4. Consider rental assistance
If you are struggling to afford rent, the Rent Assistance Program may be able to help you. These programs are typically administered at the state or county level and provide emergency rental assistance to eligible applicants, often in the form of grants that do not require repayment. “I was never aware of any of these programs requiring repayment,” Carmine said.
Typically, these are government-funded economic relief programs designed to help people in different communities during difficult times. “We always recommend that people contact local county resources who can help guide you through your jurisdiction’s application,” Amundsen said.
How to qualify for rental assistance
Eligibility for rental assistance can vary by state and even by county. Many states have COVID-related aid that requires you to demonstrate financial need based on the pandemic. “They change eligibility very frequently,” Carmine said, noting that it’s easiest to check your local program to determine if you meet eligibility requirements. If you don’t, she recommends monitoring the program frequently for any updates.
In some cases, renters apply themselves, but in other neighborhoods, landlords must submit an application first. For this reason, it is important to have an upfront dialogue with the owner. Amundson often sees these conversations taking place in mediation. “It helps determine who’s going to do what, who’s going to provide what paperwork, things like that,” she said.

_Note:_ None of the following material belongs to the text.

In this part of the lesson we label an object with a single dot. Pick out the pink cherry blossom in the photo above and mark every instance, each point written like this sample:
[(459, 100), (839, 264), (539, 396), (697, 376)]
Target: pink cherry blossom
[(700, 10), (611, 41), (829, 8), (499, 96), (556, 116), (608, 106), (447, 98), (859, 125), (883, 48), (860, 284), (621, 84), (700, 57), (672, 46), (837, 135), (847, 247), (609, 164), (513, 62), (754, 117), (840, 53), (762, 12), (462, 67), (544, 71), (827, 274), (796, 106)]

How to Find Rental Assistance Programs in Your State
Carmine recommends a top-down approach when looking for rental assistance programs in your area. “I would start big,” she said, advising people to look at the Department of Housing and Urban Development and the Consumer Financial Protection Bureau. From there, individuals can search for their state or county and “emergency rental assistance” or call 2-1-1.
*Programs are closed; the information in this table was updated as of June 27, 2022.